Some 150,000 people, including President Chen Shui-bian, marched through the southern port city of Kaohsiung in pro-UN green shirts and waving flags. Political opposition forces in Taichung meanwhile marshalled at least 100,000 people.

''The biggest thing is for the United Nations and the United States to notice that this UN effort is not just something Chen Shui-bian is doing,'' said Kaohsiung demonstrator Wang Chun-kai, 35, a businessman from the nearby city of Tainan.

Government officials say they know the UN bid will fail, prompting speculation that the ruling Democratic Progressive Party (DPP) has used it to solidify a long-term agenda of greater independence from China by stirring anger at home.

The United Nations is expected to reject the bid on Tuesday.

''The UN bid, of course, has absolutely nothing to do with getting into the UN,'' said Ralph Cossa, president of the US-based think tank Pacific Forum CSIS.

''I think it is mostly tied into the Taiwan identity issue and the DPP's efforts to lock future administrations into this mindset.'' The DPP plans to hold a referendum alongside Taiwan's presidential election next March on whether the island should seek UN membership as a new member under the name Taiwan.

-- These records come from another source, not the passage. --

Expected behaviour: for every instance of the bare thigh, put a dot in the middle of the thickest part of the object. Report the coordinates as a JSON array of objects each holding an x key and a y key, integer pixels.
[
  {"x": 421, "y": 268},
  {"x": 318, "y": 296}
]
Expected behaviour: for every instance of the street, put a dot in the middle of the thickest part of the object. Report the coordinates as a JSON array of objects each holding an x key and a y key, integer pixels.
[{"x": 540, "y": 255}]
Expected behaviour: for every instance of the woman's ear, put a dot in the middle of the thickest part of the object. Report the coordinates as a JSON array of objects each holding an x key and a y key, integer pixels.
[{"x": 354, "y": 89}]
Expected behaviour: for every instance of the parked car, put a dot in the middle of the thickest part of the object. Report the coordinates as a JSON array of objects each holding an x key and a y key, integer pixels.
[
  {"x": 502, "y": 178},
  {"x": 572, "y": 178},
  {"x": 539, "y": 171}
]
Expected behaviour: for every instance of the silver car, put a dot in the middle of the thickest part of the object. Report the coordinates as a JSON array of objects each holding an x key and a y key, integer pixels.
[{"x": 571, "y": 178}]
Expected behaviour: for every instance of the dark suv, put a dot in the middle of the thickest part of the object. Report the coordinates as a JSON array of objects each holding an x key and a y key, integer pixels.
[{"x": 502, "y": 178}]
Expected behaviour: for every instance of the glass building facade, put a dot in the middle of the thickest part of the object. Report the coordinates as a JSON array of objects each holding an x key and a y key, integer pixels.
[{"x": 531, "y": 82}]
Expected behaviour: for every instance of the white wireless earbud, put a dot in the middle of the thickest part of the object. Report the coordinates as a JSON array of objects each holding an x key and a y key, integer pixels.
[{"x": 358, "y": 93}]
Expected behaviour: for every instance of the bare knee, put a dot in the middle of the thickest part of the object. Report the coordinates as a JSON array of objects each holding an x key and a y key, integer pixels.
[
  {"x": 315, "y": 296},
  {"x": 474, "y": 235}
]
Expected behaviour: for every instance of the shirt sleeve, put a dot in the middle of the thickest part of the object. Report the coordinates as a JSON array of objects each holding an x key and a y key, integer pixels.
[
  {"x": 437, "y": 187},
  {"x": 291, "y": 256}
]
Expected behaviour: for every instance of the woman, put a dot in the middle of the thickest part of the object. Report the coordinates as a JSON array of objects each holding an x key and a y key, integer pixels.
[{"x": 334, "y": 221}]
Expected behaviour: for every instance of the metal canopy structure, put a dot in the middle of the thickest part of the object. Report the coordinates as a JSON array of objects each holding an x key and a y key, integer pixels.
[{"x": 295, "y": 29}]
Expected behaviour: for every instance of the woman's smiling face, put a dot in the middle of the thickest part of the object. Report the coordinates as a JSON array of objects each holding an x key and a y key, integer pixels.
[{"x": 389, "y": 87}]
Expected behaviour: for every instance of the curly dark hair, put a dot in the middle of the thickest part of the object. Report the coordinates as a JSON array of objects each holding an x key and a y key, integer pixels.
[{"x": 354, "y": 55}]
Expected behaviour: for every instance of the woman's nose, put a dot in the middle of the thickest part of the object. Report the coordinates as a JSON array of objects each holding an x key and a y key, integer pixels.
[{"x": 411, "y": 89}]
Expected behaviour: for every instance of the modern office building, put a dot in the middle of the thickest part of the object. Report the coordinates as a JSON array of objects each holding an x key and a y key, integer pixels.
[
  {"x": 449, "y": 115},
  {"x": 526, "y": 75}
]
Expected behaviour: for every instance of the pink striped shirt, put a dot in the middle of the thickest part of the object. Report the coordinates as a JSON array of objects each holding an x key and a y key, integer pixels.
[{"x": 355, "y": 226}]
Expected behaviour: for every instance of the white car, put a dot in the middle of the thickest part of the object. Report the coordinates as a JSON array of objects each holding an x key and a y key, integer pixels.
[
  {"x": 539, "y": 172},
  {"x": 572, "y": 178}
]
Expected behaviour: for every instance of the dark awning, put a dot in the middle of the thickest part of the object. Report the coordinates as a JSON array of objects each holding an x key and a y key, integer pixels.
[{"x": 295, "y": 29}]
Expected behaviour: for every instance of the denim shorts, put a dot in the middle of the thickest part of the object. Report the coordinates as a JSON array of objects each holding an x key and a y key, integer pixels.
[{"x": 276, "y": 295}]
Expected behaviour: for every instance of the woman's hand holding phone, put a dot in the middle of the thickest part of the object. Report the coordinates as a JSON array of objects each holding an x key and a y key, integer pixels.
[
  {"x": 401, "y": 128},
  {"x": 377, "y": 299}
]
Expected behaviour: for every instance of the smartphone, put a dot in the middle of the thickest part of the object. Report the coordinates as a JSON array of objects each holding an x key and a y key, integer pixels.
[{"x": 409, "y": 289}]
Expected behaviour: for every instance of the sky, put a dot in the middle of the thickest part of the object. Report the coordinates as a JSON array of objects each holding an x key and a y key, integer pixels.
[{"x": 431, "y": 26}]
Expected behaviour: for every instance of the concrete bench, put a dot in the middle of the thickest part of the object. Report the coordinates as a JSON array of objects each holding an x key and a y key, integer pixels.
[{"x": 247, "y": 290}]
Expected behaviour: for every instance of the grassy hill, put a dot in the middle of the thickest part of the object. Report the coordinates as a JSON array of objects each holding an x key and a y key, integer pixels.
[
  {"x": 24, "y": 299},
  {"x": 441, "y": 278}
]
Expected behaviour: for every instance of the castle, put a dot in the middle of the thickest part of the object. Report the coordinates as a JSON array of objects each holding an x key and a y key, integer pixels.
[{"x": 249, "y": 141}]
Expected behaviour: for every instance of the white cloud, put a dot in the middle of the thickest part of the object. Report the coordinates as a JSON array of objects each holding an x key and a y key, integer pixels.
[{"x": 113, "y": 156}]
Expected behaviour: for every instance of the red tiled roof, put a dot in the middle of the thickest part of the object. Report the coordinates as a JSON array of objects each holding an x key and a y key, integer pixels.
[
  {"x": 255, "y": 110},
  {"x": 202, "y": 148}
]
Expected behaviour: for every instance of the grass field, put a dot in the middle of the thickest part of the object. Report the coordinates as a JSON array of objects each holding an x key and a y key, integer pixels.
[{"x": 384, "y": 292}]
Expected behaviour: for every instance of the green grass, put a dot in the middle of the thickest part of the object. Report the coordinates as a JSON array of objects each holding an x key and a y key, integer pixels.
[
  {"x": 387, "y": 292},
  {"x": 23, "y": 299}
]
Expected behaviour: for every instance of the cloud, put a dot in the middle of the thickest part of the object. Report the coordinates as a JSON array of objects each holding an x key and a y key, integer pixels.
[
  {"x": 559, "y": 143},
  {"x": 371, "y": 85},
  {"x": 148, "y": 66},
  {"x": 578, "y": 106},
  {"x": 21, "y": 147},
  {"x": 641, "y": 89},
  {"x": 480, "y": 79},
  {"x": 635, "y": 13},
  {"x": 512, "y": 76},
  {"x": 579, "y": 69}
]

The referendum, which has raised tensions between Taiwan and its key ally the United States as Washington seeks better China ties, is expected to pass if it makes the tough administrative grade of qualifying for the ballot.

Foreign powers will note the referendum, if it passes, but not waiver in their support for China, political analysts say.

China sounded off today. Shanghai, a likely target of Taiwan missiles in the event of conflict, held a major air raid drill, a sign China still views war as a possibility.

Repeated attempts by Taiwan to join the United Nations under its formal title, the Republic of China, have failed in the past decade, most recently in July. The United Nations ousted Taipei in favour of Beijing in 1971.

China's status as a veto-wielding member of the UN Security Council means the island stands no chance of entry.

China has seen self-ruled, democratic Taiwan as part of its territory rather than as a separate country since the island broke away from Mao Zedong's Communists after civil war in 1949.

For Washington, now increasingly engaged with Beijing on economic and regional security issues, the island is needlessly and dangerously provoking China by pressing for UN membership.